Falling labor shares and rising corporate profits have translated into higher corporate saving and turned the corporate sector from a net borrower to a net saver, while household saving has declined.
Since 1980, the global corporate sector has increased its saving rate and switched from being a net borrower to being a net lender to the rest of the economy. This change has occurred in most industries and in a majority of countries. In The Global Rise of Corporate Saving (NBER Working Paper 23133), Peter Chen, Loukas Karabarbounis, and Brent Neiman analyze this trend and document a parallel decline in household saving.
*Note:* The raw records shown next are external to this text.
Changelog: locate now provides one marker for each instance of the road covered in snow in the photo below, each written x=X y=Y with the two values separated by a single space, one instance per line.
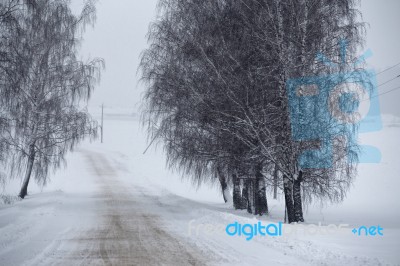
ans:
x=114 y=205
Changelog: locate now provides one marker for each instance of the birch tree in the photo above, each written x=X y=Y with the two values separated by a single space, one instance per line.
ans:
x=44 y=118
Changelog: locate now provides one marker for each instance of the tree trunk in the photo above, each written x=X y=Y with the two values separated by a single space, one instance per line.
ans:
x=237 y=197
x=250 y=195
x=245 y=195
x=31 y=159
x=224 y=186
x=298 y=208
x=261 y=205
x=288 y=190
x=276 y=182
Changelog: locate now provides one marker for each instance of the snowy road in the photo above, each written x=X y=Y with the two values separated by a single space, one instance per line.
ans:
x=107 y=227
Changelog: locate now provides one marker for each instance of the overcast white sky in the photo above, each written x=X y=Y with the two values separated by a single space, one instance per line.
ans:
x=119 y=37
Corporate saving equals profits less dividend payments to shareholders; it is sometimes referred to as "retained earnings." Corporations can deploy their saving by investing in physical and intangible capital, accumulating cash reserves, repaying debt, or buying back shares. In the last two decades much of corporate net lending was used to accumulate cash. The use of net lending for share buybacks slowed after the financial crisis of 2008.
To investigate the rise in corporate saving, the researchers use national income accounts data from the United Nations and the Organisation for Economic Cooperation and Development, as well as firm-level data from Compustat. In the country-level data, they find that corporate saving as a share of global GDP rose by nearly 5 percent between 1980 and 2013. As a share of corporate gross value added, corporate saving increased in every region except Latin America and the Caribbean, and in all of the world's 10 largest economies.
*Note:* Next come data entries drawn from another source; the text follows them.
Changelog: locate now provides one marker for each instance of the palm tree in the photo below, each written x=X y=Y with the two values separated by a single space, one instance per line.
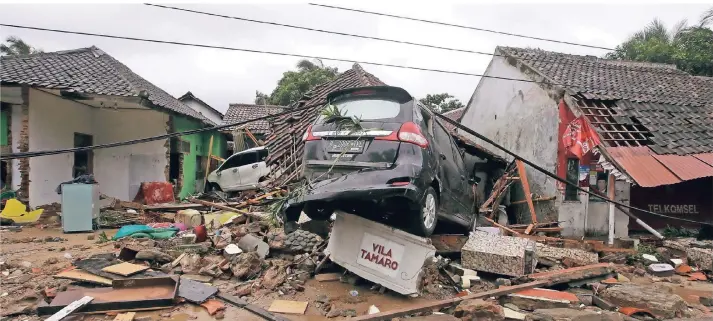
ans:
x=15 y=47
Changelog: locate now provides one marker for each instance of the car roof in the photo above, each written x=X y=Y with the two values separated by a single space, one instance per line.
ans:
x=250 y=150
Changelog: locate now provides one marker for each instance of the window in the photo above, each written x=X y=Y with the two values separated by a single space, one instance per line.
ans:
x=570 y=192
x=238 y=160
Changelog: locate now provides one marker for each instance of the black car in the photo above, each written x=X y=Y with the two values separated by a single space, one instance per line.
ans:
x=400 y=164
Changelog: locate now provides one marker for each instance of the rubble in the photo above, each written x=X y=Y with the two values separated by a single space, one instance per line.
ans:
x=503 y=255
x=661 y=303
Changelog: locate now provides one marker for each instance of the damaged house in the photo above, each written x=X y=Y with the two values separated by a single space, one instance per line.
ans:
x=85 y=97
x=259 y=129
x=641 y=133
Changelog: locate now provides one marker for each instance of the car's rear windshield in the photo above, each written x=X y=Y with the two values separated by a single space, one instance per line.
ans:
x=367 y=108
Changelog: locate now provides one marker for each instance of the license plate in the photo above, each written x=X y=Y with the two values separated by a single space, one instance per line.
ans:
x=345 y=146
x=380 y=254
The rise of corporate saving has coincided with a decline in labor compensation as a share of corporate gross value added. Thus the rise in corporate saving is closely tied to the rising share of capital income in advanced economies. The researchers find that the shares of major corporate expenses other than labor, such as taxes and interest payments, have been relatively stable over time. They note that as the labor share fell and corporate profits rose, firms did not sufficiently increase their dividends, which would have passed greater profits along to shareholders. Instead, dividends lagged the profit rise, resulting in greater corporate saving.
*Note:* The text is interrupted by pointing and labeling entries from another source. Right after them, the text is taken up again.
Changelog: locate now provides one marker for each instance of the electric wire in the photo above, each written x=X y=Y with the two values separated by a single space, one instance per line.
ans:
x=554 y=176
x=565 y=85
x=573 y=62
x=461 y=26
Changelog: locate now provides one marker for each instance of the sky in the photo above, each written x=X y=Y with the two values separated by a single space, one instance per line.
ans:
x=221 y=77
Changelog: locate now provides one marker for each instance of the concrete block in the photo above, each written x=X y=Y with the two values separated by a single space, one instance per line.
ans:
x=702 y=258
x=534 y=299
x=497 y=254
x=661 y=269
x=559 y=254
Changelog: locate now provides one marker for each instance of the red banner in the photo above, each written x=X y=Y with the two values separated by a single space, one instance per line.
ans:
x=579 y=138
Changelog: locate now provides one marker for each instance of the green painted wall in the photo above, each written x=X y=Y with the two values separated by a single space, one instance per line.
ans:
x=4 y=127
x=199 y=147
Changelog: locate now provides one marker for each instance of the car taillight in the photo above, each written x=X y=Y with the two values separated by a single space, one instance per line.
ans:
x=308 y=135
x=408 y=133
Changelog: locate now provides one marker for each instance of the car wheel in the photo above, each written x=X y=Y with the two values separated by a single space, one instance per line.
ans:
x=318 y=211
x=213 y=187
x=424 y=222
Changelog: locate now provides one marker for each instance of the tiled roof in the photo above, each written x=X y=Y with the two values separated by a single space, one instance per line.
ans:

The researchers find no evidence that a decline in manufacturing, changes in the market power of specific firms or industries, or alterations in a particular country's financial practices were key drivers of the rise in corporate saving. They suggest that a number of changes in the global economy during the last three decades, notably falling real interest rates, declining prices for capital goods, and reductions in corporate taxes, could contribute to rising corporate profits and declining labor income. Rising markups on products sold by the corporate sector could have the same effect.
While corporate saving has risen, household saving has declined. As a share of global GDP, household saving dropped by nearly 6 percent between 1980 and 2013, when corporate saving increased by slightly less. This has resulted in a shift in the sources of finance for global investment. "Whereas in the early 1980s most of investment spending at the global level was funded by saving supplied by the household sector, by the 2010s nearly two-thirds...was funded by saving supplied by the corporate sector."